Die Männer rauchen inzwischen Tabak oder Hanf, jagen Elefanten oder Büffel und verdingen sich zur Ausführung der Razzias an die Sklavenhändler. Zu gewissen Zeiten heimst man stets eine Ernte ein, entweder eine solche an Mais oder an – Sklaven!
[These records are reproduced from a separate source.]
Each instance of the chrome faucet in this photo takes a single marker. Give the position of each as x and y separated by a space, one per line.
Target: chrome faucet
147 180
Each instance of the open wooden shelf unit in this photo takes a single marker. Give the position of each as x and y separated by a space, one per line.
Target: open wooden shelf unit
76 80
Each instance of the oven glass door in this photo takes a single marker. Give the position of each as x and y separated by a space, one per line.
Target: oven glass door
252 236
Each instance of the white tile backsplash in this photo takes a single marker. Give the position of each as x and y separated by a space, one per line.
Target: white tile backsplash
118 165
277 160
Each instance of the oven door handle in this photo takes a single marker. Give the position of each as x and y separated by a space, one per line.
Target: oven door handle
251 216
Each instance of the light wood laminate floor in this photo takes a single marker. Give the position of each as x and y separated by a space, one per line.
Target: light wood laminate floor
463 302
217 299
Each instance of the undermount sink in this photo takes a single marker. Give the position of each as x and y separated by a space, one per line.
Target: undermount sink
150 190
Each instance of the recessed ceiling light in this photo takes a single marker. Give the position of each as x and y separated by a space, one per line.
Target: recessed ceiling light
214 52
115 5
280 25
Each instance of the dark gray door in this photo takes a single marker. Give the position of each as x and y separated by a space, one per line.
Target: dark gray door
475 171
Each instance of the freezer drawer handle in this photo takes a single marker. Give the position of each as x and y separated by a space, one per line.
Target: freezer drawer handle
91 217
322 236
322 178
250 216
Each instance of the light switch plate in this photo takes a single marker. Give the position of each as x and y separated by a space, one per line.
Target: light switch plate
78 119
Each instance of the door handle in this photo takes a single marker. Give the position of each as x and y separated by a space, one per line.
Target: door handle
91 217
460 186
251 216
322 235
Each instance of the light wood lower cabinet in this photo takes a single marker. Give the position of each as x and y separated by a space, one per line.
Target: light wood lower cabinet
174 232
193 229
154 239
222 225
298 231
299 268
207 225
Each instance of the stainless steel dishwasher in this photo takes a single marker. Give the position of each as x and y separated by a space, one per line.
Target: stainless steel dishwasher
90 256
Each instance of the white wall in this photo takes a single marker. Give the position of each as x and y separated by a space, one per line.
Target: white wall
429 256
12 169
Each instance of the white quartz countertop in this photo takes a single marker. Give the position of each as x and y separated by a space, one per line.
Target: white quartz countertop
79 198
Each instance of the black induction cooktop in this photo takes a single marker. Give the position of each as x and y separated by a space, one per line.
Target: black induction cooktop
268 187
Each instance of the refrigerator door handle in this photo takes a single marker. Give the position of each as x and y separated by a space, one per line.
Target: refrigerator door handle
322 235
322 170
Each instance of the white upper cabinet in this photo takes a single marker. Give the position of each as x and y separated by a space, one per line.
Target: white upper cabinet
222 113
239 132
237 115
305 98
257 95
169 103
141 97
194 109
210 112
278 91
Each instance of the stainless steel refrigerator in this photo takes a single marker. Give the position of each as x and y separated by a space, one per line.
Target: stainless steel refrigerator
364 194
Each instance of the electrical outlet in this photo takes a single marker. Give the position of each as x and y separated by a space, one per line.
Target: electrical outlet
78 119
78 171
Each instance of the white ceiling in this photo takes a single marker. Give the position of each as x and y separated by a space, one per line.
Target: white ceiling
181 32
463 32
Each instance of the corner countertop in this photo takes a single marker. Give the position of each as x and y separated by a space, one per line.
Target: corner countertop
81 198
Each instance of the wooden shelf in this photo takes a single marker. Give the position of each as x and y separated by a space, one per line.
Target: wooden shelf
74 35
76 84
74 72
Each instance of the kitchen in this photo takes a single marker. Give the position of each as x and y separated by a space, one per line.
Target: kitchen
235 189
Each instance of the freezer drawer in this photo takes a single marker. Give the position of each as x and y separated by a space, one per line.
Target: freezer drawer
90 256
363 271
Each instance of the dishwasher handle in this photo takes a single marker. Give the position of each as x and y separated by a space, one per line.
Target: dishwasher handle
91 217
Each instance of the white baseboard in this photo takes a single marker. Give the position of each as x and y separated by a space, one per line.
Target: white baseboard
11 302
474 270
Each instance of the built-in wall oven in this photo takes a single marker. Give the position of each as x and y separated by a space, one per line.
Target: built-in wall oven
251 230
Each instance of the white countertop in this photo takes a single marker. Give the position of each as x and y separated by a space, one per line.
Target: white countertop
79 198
Von den genannten mannigfachen Beschäftigungen kamen in Alvez’ Factorei zur Kenntniß Mrs. Weldon’s natürlich nur diejenigen, welche den Frauen oblagen. Manchmal blieb sie stehen und sah jenen theilnehmend zu, während diese nur durch wenig einladende Grimassen zu antworten pflegten. Eine Weiße haßten sie schon aus gewissem Racen-Instinct, und ihr Herz fühlte offenbar nicht das mindeste Mitleid mit jener. Die junge Halima bildete die einzige, rühmliche Ausnahme, und bald gelang es Mrs. Weldon, die sich einzelne Worte der Landessprache angeeignet hatte, sich mit der jungen Sklavin nothdürftig zu unterhalten.
Der kleine Jack begleitete häufig seine Mutter, wenn diese innerhalb der Einfriedigung lustwandelte, aber er sehnte sich doch auch einmal hinaus. Da gab es in dem Gezweig eines mächtigen Baobab Marabut-Nester aus Baumästen, Nester von »Suimangas« mit scharlachrother Brust und Kehle, ähnlich den »Tissangen« (Webervögeln); ferner »Witwenvögel«, welche die Strohdächer zum Besten ihrer Familie plünderten; »Calaos«, die sich durch ihren lieblichen Gesang auszeichnen; hellgraue, rothgeschwänzte Papageien, welche in Manyema »Rouß« heißen und auch den Stammeshäuptlingen ihren Namen leihen; insectenvertilgende »Drugos«, ähnlich grauen Hänflingen mit sehr großem, rothem Schnabel. Da und dort, vorzüglich in der Umgebung der Bäche, welche durch die Factorei rieselten, schwärmten hunderte von Schmetterlingen der verschiedensten Arten; doch das interessirte Vetter Benedict fast noch mehr als den kleinen Jack, der es immer bedauerte, nicht größer zu sein, um über die Umplankung hinwegsehen zu können. Ach, wo war jetzt sein armer Freund Dick Sand, der ihn so hoch in die Takelage des »Pilgrim« mit hinausnahm! Wie hätte er mit ihm die Bäume erklettern wollen, deren Wipfel oft dreißig Meter und mehr emporragte! Welch’ herrliche Ausflüge hätten sie miteinander unternommen!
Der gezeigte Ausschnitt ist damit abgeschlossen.